I know most Saffers get solar to basically counter loadshedding or get electricity in difficult situations, and not to offset high electricity costs. And I know we generally keep people away from suicide cables used to connect generators to houses.
But I do like the idea - enough generation to offset your baseload, little enough power to safely travel through one outlet and the whole DIY solution around it.
The suicide cable aspect is addressed in the article. The power stream is really a little hybrid inverter, and on the output (suicide cable) side it synchronises with the grid.
I’ve seen this style of Cable on PV inverters as well. I own an older ABB Uno, and a newer Solis, and they have exactly the same plug, but they have the male/female ends reversed. So one of them has a “suicide” style, I just cannot remember which one. And that is perfectly fine, precisely because it does anti-islanding. My main concern is you should not have a generator on the wrong end of an RCD.
No, South African homes are for all practical purposes wired the same as European homes, except we use the old wiring colours still. The UK is also pretty similar to Europe, except they have ring circuits. We’re all pretty consistent in requiring RCDs for all sockets. The Americans require GFCIs (the same thing, but at the socket level) in some places, usually kitchens or any place near water, and the same concerns would apply if you plug into such a socket (and also have other loads on that socket).

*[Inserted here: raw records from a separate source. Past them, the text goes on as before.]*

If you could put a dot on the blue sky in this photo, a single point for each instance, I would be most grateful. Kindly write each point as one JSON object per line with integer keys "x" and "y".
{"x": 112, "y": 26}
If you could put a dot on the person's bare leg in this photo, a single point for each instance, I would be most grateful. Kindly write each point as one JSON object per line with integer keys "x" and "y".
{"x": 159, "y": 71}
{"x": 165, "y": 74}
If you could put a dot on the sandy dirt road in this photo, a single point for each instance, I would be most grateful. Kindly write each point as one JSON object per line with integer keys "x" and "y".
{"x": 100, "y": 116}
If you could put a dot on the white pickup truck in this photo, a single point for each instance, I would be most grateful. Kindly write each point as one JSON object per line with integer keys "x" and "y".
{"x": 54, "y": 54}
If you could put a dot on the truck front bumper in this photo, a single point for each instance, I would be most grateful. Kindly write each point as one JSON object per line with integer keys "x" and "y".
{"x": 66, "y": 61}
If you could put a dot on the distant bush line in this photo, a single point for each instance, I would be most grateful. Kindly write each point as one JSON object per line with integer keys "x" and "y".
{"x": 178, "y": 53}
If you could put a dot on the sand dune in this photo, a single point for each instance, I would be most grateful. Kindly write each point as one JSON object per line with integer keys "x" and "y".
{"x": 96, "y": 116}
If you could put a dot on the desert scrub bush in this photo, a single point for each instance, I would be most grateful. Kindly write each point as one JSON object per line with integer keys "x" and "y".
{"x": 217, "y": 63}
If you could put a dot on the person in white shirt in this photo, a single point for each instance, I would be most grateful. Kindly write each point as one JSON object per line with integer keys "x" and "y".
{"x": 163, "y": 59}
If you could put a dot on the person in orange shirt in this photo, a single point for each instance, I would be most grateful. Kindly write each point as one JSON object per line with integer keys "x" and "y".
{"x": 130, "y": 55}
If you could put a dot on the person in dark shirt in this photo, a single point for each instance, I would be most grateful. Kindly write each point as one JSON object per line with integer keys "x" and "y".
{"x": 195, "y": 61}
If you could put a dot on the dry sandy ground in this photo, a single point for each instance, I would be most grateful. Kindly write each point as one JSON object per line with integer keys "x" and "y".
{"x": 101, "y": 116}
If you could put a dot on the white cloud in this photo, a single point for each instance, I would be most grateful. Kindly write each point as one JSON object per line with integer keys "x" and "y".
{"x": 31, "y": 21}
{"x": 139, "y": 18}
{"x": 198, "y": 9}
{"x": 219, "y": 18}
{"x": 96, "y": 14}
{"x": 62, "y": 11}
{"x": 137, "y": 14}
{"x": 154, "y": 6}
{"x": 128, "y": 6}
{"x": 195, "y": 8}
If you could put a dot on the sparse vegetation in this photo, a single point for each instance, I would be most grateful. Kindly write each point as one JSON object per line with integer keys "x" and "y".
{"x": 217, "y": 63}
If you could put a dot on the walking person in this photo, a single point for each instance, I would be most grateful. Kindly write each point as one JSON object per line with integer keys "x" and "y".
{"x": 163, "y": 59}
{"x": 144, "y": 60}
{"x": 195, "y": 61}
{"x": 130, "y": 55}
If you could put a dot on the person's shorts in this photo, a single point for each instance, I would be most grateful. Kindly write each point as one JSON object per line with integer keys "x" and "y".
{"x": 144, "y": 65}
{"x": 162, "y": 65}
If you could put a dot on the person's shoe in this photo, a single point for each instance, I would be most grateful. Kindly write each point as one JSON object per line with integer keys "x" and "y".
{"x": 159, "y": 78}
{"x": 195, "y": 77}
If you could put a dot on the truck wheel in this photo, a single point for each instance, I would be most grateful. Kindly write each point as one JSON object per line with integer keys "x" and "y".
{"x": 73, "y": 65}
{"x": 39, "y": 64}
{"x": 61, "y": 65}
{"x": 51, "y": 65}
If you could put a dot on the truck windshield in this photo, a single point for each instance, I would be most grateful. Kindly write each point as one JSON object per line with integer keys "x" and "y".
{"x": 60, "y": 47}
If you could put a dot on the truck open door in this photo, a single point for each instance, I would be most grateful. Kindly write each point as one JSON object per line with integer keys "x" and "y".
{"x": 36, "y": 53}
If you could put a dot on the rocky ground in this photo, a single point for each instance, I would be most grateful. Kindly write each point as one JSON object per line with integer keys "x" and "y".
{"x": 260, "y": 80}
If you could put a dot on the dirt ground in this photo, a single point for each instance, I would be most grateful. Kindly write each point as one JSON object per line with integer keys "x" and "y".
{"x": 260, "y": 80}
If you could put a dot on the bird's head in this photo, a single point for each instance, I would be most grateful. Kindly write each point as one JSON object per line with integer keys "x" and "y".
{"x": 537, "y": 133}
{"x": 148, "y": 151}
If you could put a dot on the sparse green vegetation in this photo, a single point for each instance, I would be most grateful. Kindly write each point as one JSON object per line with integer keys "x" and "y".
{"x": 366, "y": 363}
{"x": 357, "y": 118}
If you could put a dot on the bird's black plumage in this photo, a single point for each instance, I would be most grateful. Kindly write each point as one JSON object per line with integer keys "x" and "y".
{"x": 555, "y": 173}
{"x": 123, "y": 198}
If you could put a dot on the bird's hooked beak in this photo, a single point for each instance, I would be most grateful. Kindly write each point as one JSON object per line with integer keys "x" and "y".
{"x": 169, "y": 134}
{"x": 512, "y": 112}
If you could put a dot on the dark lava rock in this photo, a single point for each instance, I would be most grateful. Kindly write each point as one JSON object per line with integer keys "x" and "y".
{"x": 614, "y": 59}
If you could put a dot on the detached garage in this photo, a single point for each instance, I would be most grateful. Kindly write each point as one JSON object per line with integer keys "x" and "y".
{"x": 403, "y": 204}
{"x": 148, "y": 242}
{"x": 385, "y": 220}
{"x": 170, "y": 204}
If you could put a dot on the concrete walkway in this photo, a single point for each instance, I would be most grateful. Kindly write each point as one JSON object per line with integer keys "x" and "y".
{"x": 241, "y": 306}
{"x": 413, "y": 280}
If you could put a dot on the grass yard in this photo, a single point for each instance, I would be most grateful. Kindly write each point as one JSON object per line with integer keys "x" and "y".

I bought a cheap nasty grid tie inverter along these lines.
It has never been permanently installed. I have used it for testing purposes though.
Take a single panel out to the meter box, trip the supply to the house and then you can find out what your meter does when you export power.
Depending on what your meter does may completely change your solar design.
They can manufacture really small grid tie inverters.
Are there any transformers/inductors in them? I opened mine and could not find one.
PS: I have the ones that have only one function.